Mais le rêve a rapidement pris fin. En 2023, un nombre record de jeux sont sortis – plus de 14 000 ! – dont beaucoup sont venus de grosses licences totalisant des dizaines de millions de ventes (Call of Duty, Zelda, Harry Potter, Mario, etc.). Conséquence : le secteur s’est embourbé dans une crise de surproduction aggravée par une baisse de la demande liée à la crise inflationniste. Craignant pour leurs profits et voyant les taux d’intérêt augmenter, les investisseurs ont fait marche arrière et ont brutalement fermé les robinets. Les financements ont chuté de 80 % entre 2021 et 2023. Résultat : moins de nouveaux jeux sont signés et de nombreuses productions sont mises en pause ou annulées.

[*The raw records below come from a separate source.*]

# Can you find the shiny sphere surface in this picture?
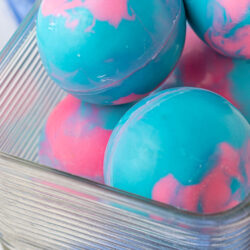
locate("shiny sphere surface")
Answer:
[39,95,130,182]
[104,88,250,214]
[37,0,185,104]
[184,0,250,59]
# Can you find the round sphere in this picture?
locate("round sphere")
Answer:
[157,26,250,123]
[184,0,250,59]
[39,95,131,182]
[37,0,185,104]
[104,88,250,214]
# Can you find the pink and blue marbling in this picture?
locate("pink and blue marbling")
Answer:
[184,0,250,59]
[158,25,250,122]
[39,95,131,182]
[37,0,185,104]
[104,88,250,214]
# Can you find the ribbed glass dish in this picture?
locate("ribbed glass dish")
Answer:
[0,1,250,250]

Parallèlement, on a assisté à l’explosion du coût de production des jeux « Triple-A », c’est-à-dire ceux dont les budgets sont les plus élevés. Par exemple, alors que la production de Marvel’s Spider-Man : Miles Morales avait coûté 90 millions de dollars, sa suite, Marvel’s Spider-Man 2, a coûté 300 millions de dollars. Au final, il ne reste que des miettes pour les développeurs les plus modestes.

Pour défendre leurs profits, les éditeurs cherchent désormais des studios prêts à produire plus rapidement et à moindre coût. Ils les poussent à faire de grosses économies. Et comme toujours, c’est aux travailleurs qu’on présente l’addition.

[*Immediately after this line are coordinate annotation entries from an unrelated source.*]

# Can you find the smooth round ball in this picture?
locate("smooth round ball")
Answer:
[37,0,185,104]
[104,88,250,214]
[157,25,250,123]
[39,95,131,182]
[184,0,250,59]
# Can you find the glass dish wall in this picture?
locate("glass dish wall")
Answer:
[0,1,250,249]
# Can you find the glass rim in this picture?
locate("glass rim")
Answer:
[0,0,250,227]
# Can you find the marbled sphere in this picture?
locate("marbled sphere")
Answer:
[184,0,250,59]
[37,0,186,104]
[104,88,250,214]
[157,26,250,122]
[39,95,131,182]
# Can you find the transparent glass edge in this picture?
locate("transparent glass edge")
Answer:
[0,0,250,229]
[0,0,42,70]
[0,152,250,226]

Licenciements et exploitation

Depuis un an, une vague de licenciements balaye ce secteur. Près de 22 000 emplois ont été supprimés, principalement aux Etats-Unis. Les grands acteurs licencient à tour de bras, à l’instar de Bungie, qui s’est séparé de 17 % de ses effectifs en août dernier. De son côté, Microsoft a supprimé 2550 emplois chez Xbox et Activision. Certains estiment que 20 % des emplois dans le monde pourraient disparaître à court terme. L’Europe ne sera pas épargnée. De fait, beaucoup de fermetures sont prévues dans l’hexagone d’ici la fin de l’année. Récemment, le studio lyonnais Mi-Clos a cessé ses activités après dix ans d’existence, laissant une trentaine d’employés sur le carreau.

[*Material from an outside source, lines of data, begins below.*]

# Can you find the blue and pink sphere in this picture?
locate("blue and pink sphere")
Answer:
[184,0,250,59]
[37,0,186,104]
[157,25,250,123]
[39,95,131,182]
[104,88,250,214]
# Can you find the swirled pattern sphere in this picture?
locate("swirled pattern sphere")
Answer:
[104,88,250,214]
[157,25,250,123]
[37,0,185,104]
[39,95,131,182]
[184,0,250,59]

Avant même le début de la crise, l’industrie du jeu vidéo était connue pour imposer des conditions de travail déplorables. Par exemple, en 2018, le PDG de Rockstar Games avait annoncé fièrement – comme si c’était un gage de qualité – que ses employés avaient travaillé jusqu’à 100 heures par semaine à la production de Red Dead Redemption 2. De manière générale, les conditions de travail sont brutalement attaquées pendant que les actionnaires amassent les profits. Les travailleurs du jeu vidéo doivent s’unir et lutter pour maintenir l’emploi, augmenter les salaires et obtenir des conditions de travail décentes.

Les travailleurs s’organisent

En France, un premier syndicat, le Syndicat des Travailleurs du Jeu Vidéo (STJV), a été fondé en 2017. Depuis, des sections syndicales ont été créées dans plusieurs entreprises phares de l’industrie vidéoludique. Le STJV est à l’origine de la grève victorieuse qui a éclaté le mois dernier au sein du studio Spiders, propriété de Nacon. Le syndicat a même organisé une grève de solidarité chez Kylotonn, un studio du même groupe. Ces grèves sont une source d’inspiration pour tous les salariés du secteur.

Dans sa vidéo de présentation, le STJV affirme que sa politique « s’inscrit dans un projet plus large de changement de la société, de rupture avec le système capitaliste qui entrave le progrès humain ». Nous ne pouvons qu’être d’accord ! La crise que traverse l’industrie du jeu vidéo est une illustration frappante du chaos qu’engendre le « libre marché ». Une fois débarrassée de la course aux profits et placée entre les mains de ses travailleurs passionnés, l’industrie du jeu vidéo connaîtra un essor ludique et artistique inédit dans son histoire.